Les lettres de Paul et de Jean foisonnent de signes de cette tension : « Dès maintenant nous sommes enfants de Dieu, et ce que nous serons n'a pas encore été manifesté » (1 Jean 3,2) ; « Songez aux choses d'en haut, non à celles de la terre. Car vous êtes morts et votre vie est désormais cachée avec le Christ en Dieu : quand le Christ sera manifesté, lui qui est votre vie, alors vous aussi vous serez manifestés avec lui pleins de gloire » (Colossiens 3,2-3).
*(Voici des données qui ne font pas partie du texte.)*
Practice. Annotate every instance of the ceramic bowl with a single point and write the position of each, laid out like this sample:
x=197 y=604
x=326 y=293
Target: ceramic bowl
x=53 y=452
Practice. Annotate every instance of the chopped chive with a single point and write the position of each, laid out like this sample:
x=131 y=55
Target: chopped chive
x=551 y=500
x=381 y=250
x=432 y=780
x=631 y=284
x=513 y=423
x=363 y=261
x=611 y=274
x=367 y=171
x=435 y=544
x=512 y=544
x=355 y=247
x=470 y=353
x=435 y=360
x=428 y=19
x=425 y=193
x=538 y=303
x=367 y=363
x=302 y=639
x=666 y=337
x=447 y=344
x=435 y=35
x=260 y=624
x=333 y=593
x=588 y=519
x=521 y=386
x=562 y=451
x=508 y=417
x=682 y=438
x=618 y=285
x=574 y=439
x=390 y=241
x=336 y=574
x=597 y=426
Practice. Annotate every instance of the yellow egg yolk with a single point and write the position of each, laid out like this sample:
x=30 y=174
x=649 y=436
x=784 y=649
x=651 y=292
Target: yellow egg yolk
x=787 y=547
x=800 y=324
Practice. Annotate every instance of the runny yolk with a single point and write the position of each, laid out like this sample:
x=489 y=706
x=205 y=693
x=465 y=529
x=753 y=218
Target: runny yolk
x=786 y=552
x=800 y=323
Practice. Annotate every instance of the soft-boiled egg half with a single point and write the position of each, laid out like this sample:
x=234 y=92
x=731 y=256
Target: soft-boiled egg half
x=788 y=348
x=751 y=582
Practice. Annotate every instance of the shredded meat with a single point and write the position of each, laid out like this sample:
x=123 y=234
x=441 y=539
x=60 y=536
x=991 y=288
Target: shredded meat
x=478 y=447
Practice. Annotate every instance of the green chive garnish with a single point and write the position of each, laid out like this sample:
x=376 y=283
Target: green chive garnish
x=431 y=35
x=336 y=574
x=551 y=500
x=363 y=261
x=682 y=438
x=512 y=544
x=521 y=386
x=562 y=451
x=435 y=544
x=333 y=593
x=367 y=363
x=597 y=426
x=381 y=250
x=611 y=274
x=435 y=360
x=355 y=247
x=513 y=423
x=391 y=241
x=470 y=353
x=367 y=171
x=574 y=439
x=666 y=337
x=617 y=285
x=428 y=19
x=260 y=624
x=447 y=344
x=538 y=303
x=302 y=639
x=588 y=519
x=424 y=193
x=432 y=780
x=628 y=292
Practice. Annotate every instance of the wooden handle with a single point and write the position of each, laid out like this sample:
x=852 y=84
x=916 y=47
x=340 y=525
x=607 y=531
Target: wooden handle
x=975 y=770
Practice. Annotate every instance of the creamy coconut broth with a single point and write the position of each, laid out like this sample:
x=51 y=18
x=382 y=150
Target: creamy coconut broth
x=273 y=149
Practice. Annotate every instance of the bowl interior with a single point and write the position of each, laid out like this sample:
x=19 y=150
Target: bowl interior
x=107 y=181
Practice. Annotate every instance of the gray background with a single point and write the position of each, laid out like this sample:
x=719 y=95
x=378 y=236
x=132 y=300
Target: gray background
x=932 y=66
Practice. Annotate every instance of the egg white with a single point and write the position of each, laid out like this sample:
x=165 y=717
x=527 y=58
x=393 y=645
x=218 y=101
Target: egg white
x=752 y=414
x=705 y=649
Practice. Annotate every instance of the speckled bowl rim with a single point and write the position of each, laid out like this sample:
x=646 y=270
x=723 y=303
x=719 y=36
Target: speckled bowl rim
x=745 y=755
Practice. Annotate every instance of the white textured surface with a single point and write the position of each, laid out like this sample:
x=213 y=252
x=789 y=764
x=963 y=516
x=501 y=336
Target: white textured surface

Nous sommes et nous serons. La vie nouvelle dans laquelle nous sommes introduits se conjugue au présent et au futur. D'ailleurs la Bible fait peu de cas de la répartition entre passé, présent et avenir. Elle connaît plutôt le mouvement qui va de l'inaccompli vers l'accompli, du caché vers le manifesté. Ainsi de notre vie, déjà ressuscitée mais encore inaccomplie, comme la plante déjà sûre de ses racines qui doit encore grandir et s'épanouir.
« Offrez-vous à Dieu comme des vivants déjà revenus de la mort » (Romains 6,13) : recommandation très forte de saint Paul, apte à décrire parfaitement un art de vivre chrétien. Il ne nous appartient pas d'éviter la mort, mais nous pouvons choisir de vivre « comme des vivants déjà revenus de la mort ».
Paradoxalement, cela veut dire que nous consentons à la mort. Pour en être revenu, il faut l'avoir déjà traversée. Mais c'est en même temps refuser de nous soumettre à la mort, et de lui laisser la victoire…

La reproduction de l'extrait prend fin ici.